El Scottish Storytelling Centre dará inicio a una serie de actos conmemorativos de Lengua de Signos Británica (BSL.
Sordos en la historia: Historias de un Pueblo Invisible fomentará, tanto en la audiencia y el público sordo, la exploración del lenguaje a través de cuentos.
The Scottish Storytelling Centre will kick off a series of events celebrating British Sign Language (BSL) by showcasing the power of creative signing.
Deaf in the Story: Invisible Stories of an Invisible People will encourage both hearing and deaf audiences to explore the language through storytelling, information and discussion.
The centre will work in collaboration with BSL: UPTAKE, which was set up in 2009 to improve the dialogue between deaf people and the world of politics and public policy and has since won a £2000 prize from Edinburgh Beltane for a public engagement project.
Robert Duncan, organiser and BSL:UPTAKE project officer, said: "This is a first not only for Scotland but for the whole of the British Isles. Sign Language literally brings a new dimension to storytelling. It's important that BSL stories should be recognised on a par with those in Scotland's other languages.
“BSL:UPTAKE is part of the Department of Languages and Intercultural Studies at Herriot Watt University, so we can work with our partners to explore this wonderfully different dimension in storytelling on a sound linguistic basis.

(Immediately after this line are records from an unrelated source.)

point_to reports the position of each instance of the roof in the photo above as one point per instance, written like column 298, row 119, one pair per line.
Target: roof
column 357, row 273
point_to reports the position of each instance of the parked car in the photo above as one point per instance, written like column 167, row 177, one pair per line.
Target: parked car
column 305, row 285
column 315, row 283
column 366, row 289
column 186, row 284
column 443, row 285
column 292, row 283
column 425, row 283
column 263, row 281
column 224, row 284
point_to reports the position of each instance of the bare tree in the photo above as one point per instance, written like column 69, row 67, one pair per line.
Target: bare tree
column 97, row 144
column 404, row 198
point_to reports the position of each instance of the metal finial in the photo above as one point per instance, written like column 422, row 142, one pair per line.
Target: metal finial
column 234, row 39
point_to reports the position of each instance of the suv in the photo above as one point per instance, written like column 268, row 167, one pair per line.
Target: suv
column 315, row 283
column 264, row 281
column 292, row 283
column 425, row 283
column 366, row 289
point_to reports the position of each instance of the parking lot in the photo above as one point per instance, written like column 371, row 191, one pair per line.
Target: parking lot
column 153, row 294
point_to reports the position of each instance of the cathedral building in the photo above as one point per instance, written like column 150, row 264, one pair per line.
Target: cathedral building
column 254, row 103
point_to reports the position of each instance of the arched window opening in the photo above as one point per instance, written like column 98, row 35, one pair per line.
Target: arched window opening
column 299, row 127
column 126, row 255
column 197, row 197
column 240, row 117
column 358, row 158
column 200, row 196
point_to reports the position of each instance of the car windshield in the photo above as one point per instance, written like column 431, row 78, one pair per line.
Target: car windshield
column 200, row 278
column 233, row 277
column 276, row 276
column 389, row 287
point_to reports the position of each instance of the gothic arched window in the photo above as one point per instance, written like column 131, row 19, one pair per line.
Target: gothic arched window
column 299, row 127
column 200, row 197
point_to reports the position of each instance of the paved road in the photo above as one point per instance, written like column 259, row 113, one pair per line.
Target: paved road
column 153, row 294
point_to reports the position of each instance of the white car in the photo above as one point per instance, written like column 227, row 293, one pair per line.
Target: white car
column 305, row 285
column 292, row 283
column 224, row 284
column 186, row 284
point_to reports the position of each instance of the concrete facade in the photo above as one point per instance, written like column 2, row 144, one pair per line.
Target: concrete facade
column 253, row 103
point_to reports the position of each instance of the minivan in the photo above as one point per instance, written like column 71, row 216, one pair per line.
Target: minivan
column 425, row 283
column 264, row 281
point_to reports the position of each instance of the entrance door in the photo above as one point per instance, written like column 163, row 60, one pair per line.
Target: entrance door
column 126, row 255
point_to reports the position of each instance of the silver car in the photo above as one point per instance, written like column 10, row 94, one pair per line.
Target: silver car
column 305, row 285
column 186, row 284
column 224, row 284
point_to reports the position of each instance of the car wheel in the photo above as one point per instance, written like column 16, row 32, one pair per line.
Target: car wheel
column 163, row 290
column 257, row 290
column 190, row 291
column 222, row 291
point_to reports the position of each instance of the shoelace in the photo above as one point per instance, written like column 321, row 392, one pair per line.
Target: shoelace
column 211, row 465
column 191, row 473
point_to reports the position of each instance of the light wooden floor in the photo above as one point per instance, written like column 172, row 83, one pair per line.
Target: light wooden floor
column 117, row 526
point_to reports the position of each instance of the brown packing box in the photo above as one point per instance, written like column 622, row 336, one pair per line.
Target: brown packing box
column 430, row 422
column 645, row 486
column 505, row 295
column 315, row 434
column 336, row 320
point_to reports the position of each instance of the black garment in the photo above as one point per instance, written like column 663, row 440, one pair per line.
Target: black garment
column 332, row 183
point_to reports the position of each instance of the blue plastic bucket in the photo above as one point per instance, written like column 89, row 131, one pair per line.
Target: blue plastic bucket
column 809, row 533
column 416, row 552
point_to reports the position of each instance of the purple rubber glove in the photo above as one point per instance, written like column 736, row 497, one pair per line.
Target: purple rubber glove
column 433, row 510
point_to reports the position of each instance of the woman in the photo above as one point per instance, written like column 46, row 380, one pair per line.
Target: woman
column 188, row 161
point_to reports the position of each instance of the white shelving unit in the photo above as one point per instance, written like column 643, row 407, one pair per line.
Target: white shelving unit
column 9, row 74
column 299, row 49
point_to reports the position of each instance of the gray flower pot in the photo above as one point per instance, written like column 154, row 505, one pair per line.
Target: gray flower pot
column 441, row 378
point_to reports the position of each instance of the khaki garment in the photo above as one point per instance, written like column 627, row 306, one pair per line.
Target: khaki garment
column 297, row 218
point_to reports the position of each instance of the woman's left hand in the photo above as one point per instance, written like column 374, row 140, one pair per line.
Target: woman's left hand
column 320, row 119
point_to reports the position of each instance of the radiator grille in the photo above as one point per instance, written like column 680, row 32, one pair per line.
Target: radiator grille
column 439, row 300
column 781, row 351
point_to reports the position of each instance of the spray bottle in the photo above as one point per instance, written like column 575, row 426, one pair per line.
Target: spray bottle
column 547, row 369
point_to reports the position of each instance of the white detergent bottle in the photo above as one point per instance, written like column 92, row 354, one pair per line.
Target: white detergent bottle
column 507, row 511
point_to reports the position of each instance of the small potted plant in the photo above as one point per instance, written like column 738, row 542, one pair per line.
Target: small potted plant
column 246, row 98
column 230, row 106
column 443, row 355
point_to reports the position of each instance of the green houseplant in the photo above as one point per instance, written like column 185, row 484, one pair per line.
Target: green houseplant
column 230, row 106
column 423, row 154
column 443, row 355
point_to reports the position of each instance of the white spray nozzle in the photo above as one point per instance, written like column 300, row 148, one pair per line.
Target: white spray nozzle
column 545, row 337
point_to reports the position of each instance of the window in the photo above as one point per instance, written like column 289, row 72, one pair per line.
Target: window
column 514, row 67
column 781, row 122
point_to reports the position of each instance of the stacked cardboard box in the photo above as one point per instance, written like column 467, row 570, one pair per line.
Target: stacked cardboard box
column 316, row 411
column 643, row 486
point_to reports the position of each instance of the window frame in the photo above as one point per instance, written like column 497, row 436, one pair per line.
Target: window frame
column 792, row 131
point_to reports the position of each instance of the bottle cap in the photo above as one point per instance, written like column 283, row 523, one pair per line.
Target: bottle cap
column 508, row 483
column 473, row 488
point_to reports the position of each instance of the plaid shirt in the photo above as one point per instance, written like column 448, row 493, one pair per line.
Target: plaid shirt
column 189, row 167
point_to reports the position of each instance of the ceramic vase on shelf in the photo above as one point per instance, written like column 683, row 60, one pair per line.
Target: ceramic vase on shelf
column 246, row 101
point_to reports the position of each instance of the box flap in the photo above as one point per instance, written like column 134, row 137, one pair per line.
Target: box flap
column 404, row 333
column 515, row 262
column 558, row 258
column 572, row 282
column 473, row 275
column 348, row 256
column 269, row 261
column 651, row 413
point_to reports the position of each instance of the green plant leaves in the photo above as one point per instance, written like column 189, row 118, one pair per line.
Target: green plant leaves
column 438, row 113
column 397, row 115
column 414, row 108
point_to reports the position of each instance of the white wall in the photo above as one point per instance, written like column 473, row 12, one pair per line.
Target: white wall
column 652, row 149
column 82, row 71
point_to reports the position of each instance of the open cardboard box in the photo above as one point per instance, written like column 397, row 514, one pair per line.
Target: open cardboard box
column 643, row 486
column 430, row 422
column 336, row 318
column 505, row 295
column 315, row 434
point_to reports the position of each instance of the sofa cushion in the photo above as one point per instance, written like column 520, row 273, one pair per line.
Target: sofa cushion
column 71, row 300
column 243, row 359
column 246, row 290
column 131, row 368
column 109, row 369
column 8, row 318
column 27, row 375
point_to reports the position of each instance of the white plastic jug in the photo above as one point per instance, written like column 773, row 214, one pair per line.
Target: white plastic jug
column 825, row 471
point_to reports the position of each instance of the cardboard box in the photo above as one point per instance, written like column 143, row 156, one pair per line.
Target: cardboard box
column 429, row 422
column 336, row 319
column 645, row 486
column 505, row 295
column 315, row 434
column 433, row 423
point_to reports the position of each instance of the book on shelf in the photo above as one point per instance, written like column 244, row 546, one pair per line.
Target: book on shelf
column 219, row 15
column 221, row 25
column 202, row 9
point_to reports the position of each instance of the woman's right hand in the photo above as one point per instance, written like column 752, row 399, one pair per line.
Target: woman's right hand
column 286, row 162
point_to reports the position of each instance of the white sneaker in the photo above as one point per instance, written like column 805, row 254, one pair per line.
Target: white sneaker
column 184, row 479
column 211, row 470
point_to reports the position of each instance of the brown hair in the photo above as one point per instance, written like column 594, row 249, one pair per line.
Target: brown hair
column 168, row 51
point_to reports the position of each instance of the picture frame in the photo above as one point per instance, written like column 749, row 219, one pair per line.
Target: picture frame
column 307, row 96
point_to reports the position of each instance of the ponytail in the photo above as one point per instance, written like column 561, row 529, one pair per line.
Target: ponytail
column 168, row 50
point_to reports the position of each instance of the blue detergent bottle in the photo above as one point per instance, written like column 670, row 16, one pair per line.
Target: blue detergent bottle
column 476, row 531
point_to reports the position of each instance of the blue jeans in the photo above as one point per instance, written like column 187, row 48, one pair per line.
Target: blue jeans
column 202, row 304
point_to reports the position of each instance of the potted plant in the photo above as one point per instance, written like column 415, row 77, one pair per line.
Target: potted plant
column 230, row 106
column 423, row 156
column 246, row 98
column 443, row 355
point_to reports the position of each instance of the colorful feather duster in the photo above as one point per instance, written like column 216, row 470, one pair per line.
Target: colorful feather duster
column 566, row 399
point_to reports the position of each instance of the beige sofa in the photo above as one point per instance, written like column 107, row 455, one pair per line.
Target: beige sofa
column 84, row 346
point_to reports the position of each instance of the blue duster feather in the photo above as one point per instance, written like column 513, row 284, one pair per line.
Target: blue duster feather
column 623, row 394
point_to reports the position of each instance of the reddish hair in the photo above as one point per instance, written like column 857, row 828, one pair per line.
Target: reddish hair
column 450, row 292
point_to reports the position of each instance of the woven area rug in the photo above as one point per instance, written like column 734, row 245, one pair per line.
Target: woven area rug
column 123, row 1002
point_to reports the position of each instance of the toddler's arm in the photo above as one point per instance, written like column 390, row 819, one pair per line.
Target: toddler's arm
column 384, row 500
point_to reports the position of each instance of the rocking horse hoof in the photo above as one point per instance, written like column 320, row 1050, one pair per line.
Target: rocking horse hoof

"We're thrilled to have translated two traditional stories from the School of Scottish Studies Archives into BSL for the first time ever, including Stanley Robertson's classic, The Old Woman Who Sold Her Soul to the Devil. These will be shown on November 5 and made available online.
“We'll also have deaf translators and hearing BSL to English interpreters on hand to translate and interpret many of the Scottish Storytelling Centre's stories live on the spot, including extracts from Edinburgh's own storyteller, Robert Louis Stevenson."
The afternoon-long event will also feature a physical and sign performance from theatre group Firefly Arts as well as stories and poetry from storyteller Mark MacQueen and a series of workshops, talks and activities.
Esther Blackburn, national storytelling coordinator at the centre, added: "Storytelling has a magical power to connect people, and tales told in the rich and creative language of BSL are no different.
“The centre has been working with deaf BSL storyteller Mark MacQueen since the beginning of 2011 and we're delighted at the huge interest in signed stories that there is among deaf and hearing audiences.
"Working closely with Mark to set up sessions in a school and prison, as well as public performances, has led to lots of new and exciting partnerships. Deaf in the Story is the perfect opportunity for deaf and hearing communities to come together, share their stories and discover some new ones."
Other organisations collaborating to stage the event are the School of Scottish Studies, Deaf Action, Deaf History Society, Donaldson's School, the Scottish Sensory Centre and Artlink Edinburgh.
Deaf in The Story: Visual Stories of an Invisible People will take place on Saturday, November 5 from 12pm to 4.30pm.
Other BSL events at the Scottish Storytelling Centre include Stories on Air, a signed performance by Mark MacQueen on Thursday, November 10 from 7pm, and Discovering Signed Stories, a workshop on Saturday, November 26 from 2pm to 5pm.